Although he did arrive to all his results without the help of any of his contemporaries, we must not jump to conclusions. We are all sons and daughters of our time, of our family, of our history and not only; in one word, we are all a product of our personal and unique background. Naturally, Newton was not an exception to this rule and all the components of his life played a role in his unmatchable power to see beyond any fixed limit. From his obsession in the search for the Truth in disciplines so diverse such as mathematics, physics, theology or alchemy; to his hard childhood; to his arrogance; and to his fear of conflict: it all had an effect upon his mental universe. Nonetheless, the principal source from which his insightful observations sprouted was -I believe- his readings, a bridge to communicate with people who existed in different spaces and times. Newton compulsively read and studied every book he had in front of him and he was familiar with the philosophical, scientific and mathematical knowledge of his time and this undoubtedly contributed to his own brilliant ideas.
The ideas that had governed the perception of our planet in the cosmos for many centuries were those of Aristotle. The Aristotelian paradigm corrected stated that the Earth is a sphere and that the other planets and the Moon are spheres. However, it was a geocentric model, which means that it claimed that the Earth is on the centre of the universe, immobile, and the other celestial bodies revolve around it. Furthermore, the universe below the orbit of the Moon and beyond it was considered to be two entirely different worlds: on Earth there were four elements (air, fire, earth and water) which moved in a straight line upwards or downwards according to their nature, whereas in the outer space there was only aether, whose motion was always circular. This conception had been accepted by the Catholic Church and it was the dominant perspective when Newton attended university.
From our modern days it is easy to criticise Aristotle’s ideas, but we would not be fair. Aristotle proved to be an exceptional philosopher and scientist and his model did make sense in his world. He would have probably changed his way of thinking if confronted with good evidence. The essential problem was that his writings (only some part of them, actually) were considered to be an incontrovertible truth and that is indeed what attributes to Newton’s findings an even greater relevance.

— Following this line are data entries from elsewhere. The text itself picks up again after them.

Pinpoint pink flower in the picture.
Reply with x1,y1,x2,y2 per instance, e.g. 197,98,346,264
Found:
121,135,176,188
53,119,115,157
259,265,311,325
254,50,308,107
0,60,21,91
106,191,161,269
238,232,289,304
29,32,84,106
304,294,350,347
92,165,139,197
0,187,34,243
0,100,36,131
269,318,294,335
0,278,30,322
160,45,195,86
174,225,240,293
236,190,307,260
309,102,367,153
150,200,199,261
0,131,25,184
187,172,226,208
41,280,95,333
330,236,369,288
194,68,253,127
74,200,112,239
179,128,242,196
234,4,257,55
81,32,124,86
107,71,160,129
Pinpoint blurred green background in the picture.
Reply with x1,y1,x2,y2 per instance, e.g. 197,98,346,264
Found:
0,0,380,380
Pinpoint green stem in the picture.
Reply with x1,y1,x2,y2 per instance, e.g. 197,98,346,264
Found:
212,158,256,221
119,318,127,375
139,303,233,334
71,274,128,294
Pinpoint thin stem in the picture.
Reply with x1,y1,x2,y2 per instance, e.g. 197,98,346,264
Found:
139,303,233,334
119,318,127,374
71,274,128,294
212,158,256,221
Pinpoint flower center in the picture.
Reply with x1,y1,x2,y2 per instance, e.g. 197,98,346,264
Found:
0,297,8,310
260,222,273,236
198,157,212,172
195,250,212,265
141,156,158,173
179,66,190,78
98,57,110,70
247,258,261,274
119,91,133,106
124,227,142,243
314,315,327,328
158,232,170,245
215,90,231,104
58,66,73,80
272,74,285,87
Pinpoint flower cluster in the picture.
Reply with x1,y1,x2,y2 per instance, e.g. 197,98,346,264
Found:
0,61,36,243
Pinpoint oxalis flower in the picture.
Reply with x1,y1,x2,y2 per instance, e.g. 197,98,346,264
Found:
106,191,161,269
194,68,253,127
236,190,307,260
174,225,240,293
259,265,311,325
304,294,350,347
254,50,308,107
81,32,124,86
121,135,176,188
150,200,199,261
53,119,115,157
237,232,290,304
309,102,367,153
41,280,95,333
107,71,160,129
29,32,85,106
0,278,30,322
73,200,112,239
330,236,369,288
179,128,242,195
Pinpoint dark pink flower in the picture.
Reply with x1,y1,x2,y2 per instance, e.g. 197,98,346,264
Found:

Young Isaac, following the path of Galileo Galilei, formulated the basic laws of motion. He accepted the definition of space that Democritus had proposed in Ancient Greece, in opposition to that of Aristotle (which has been recently adopted for the modern “loop quantum gravity” theory). And, within his postulated absolute frame of space and time, he described motion in a way so powerful and useful that his physics would remain intact until Einstein’s theories changed the world again in the beginning of the 20th century. Newton’s mechanical description of the universe (for the development of which he invented calculus) also included a description of gravity and this is the most valuable part of his legacy to us. He put the Earth and the celestial realm at an equal level by realising that that the exact same thing that makes an apple fall towards the centre of our planet makes the Moon orbit (to orbit is to “fail to fall”) the Earth and makes all the planets -among them the Earth- orbit the Sun. He discovered that this mysterious pull, this “gravity”, existed everywhere where there was mass and that this always attractive interaction could be expressed with a very simple and elegant mathematical formula. He unified the Earth and the Heavens and this had radical consequences.
There existed a world before Newton and a world after Newton. The scientific and philosophical implications of his revelations to us cannot be exaggerated: for a long time virtually any person of culture admired and was influenced by the English natural philosopher. Everything changed. With his revolutionary thoughts, Newton managed to lay the foundations of the conceptual world that the following generations would be forced to inhabit.
Sir Isaac Newton was a real philosopher, a real scientist. He questioned old ideas and kept only those which passed through his sieve of truth. He built on the basis of solid principles and conceptual tools that had been passed on from the past, just as much as he created his novel way of perceiving reality. He rendered possible a future that would have been impossible to conceive of and he opened new ways to unravelling the enigmas of the cosmos.